— Faut qu’on bouge, dis-je en tendant la main vers Silas. Avec tous ses hurlements, d’autres villageois ont dû nous entendre. Il faut qu’on-
Je m’arrête en voyant Silas ramper en arrière sur ses coudes. Je remarque son corps tremblant, son regard apeuré fixé sur moi. Il se relève lentement, dardant des yeux remplis de confusion à mon égard.
— Quoi ? demandai-je.
— Il... il t’a appelé Sabah. Tu ne l’a pas entendu ?
— Evidemment que je l’ai entendu, rétorquai-je. Mais c’est de la folie, je ne suis pas Sabah ! Tu m’a toi-même appris que je m’appelais Raphaël, non ? Alors voilà, la question est réglée.
— Tu m’a dit t’appeler Raphaël, murmure Silas. Mais tu as peut-être menti...
Je m’approche de Silas, agacé. Je lui prends le bras pour l’attirer vers moi, mais il se dégage brusquement, puis recule.
— Silas, grondai-je. Je te le répète : je ne suis pas Sabah.

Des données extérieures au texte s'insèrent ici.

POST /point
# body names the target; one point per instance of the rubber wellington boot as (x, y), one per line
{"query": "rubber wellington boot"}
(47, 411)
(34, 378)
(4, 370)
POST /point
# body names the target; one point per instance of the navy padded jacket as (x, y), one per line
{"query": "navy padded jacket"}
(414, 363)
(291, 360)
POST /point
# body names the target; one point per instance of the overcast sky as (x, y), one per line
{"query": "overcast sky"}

Et tu n’es pas le mieux placé pour me faire une leçon sur le mensonge.
— Alors pourquoi t’a-t-il appelé comme ça ? m’interroge-t-il d’une voix tremblotante.

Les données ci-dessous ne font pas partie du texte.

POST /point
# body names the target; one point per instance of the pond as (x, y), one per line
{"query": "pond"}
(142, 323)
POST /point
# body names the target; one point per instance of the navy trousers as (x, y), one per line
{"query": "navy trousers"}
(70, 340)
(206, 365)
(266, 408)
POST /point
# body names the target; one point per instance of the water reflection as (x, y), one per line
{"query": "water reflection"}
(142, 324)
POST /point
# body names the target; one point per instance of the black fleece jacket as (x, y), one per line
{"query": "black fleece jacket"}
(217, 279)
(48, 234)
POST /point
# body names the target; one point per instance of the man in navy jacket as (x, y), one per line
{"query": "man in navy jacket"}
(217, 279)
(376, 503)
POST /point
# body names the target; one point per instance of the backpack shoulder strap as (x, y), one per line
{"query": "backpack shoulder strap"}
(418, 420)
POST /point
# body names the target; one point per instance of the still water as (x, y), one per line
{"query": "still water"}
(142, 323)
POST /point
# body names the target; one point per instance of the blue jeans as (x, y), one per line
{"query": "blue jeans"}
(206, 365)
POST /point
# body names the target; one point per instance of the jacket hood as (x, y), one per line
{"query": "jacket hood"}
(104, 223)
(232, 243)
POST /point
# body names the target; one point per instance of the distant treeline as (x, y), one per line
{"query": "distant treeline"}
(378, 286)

— J’en sais rien ! Il a dit qu’il fallait empêcher Sabah, il ne m’a pas clairement désigné comme tel !
Je secoue la tête, soupire.
— Silas, ces gens-là veulent semer le doute en nous ! Ils veulent nous faire peur, que la paranoïa nous sépare !
Je fronce soudain les sourcils, recule d’un pas.
— D’ailleurs, repris-je, qui me dit que ce n’est pas toi, en réalité ? Qui me dit que tu n’es pas Sabah ? Après tout, je ne connais absolument rien de toi.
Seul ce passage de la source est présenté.